How to determine if $ \int_0^1 \frac{(\ln x)^5}{\sqrt{ x}}\mathrm dx$ diverges or converges without calculating the integral itself

Question

I'm new here and I hope I follow the rules of asking a question correctly.

This integral $$ \int_0^1 \frac{(\ln x)^5}{\sqrt x} \mathrm dx$$ is giving me a hard time proving divergence or convergence.
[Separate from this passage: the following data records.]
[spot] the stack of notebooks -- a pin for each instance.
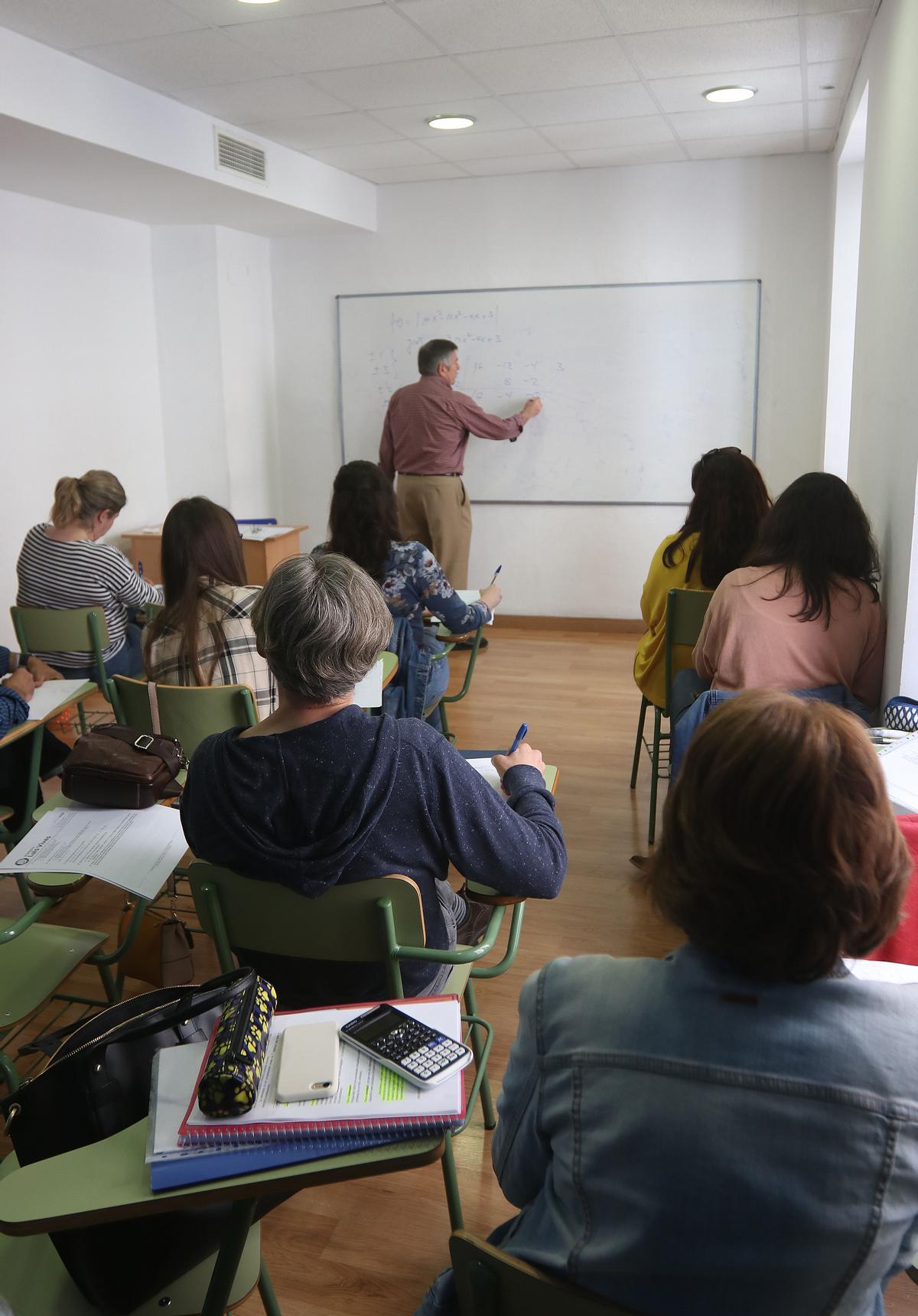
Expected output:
(371, 1107)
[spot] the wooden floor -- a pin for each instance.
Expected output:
(371, 1246)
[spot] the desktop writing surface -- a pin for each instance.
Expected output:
(636, 380)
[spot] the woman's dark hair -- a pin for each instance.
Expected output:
(819, 532)
(780, 852)
(363, 520)
(731, 500)
(200, 545)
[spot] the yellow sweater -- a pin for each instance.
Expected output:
(650, 658)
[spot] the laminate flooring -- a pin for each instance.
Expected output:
(371, 1246)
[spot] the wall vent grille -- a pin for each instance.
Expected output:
(241, 157)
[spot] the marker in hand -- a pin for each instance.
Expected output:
(519, 738)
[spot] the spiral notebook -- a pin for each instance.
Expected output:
(369, 1096)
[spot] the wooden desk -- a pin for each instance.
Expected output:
(261, 555)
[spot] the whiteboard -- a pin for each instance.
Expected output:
(636, 380)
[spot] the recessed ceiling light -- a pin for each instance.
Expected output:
(729, 95)
(450, 122)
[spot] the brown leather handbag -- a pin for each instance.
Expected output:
(122, 769)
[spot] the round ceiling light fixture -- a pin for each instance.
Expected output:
(450, 122)
(729, 95)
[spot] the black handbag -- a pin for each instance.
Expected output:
(96, 1083)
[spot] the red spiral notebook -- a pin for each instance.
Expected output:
(369, 1096)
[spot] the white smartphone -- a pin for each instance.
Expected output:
(308, 1067)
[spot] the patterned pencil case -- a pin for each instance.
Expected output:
(233, 1070)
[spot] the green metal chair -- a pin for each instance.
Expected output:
(685, 612)
(63, 630)
(187, 712)
(442, 634)
(374, 921)
(493, 1283)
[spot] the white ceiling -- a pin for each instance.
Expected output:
(552, 84)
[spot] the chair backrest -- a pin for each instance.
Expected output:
(345, 924)
(685, 614)
(187, 712)
(60, 630)
(493, 1283)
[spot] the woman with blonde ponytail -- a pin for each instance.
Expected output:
(63, 565)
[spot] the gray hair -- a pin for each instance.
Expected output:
(320, 623)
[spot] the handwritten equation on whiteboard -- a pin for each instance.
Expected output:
(477, 334)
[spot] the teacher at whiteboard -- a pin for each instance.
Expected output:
(424, 442)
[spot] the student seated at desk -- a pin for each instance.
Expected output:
(363, 526)
(320, 793)
(804, 614)
(18, 676)
(63, 566)
(734, 1128)
(729, 500)
(204, 636)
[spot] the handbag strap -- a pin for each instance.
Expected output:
(155, 707)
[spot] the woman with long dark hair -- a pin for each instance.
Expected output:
(203, 636)
(728, 504)
(363, 526)
(804, 612)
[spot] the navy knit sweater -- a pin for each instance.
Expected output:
(354, 798)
Can you guys help me? Thanks in advance! <3

Answer 1

Make the substitution $y=-\ln x$. Then the integral equals $$-\int_0^\infty y^5e^{-y/2}\,dy$$ whose convergence/divergence seems much more obvious...

Answer 2

Consider the integrand $-\dfrac{(\ln x)^{5}}{\sqrt{x}}=\dfrac{(\ln x^{-1})^{5}}{\sqrt{x}}$, we know that for large $u>0$, $\ln u<u^{1/20}$, so for small $x>0$, we have $(\ln x^{-1})^{5}<x^{-1/4}$, then $\dfrac{(\ln x^{-1})^{5}}{\sqrt{x}}<\dfrac{1}{x^{3/4}}$ and we know that $\displaystyle\int_{0}^{\eta}\dfrac{1}{x^{3/4}}dx<\infty$.

Answer 3

The trick is use limit comparison test with

$$\frac{1}{x^{\frac{1+\frac12}{2}}}=\frac{1}{x^{\frac{3}{4}}}$$

Indeed $\int_0^1 \frac{1}{x^\frac34} \mathrm dx$ converges and since $\forall a>0$ and n we have that

$$x^a\log^n x \to 0$$

in this case we have

$$\frac{\frac{(\ln x)^5}{\sqrt x}}{\frac1{x^\frac34}}=x^\frac14\ln^5x\to0$$

and thus $\int_0^1 \frac{(\ln x)^5}{\sqrt x} \mathrm dx$ concerges too.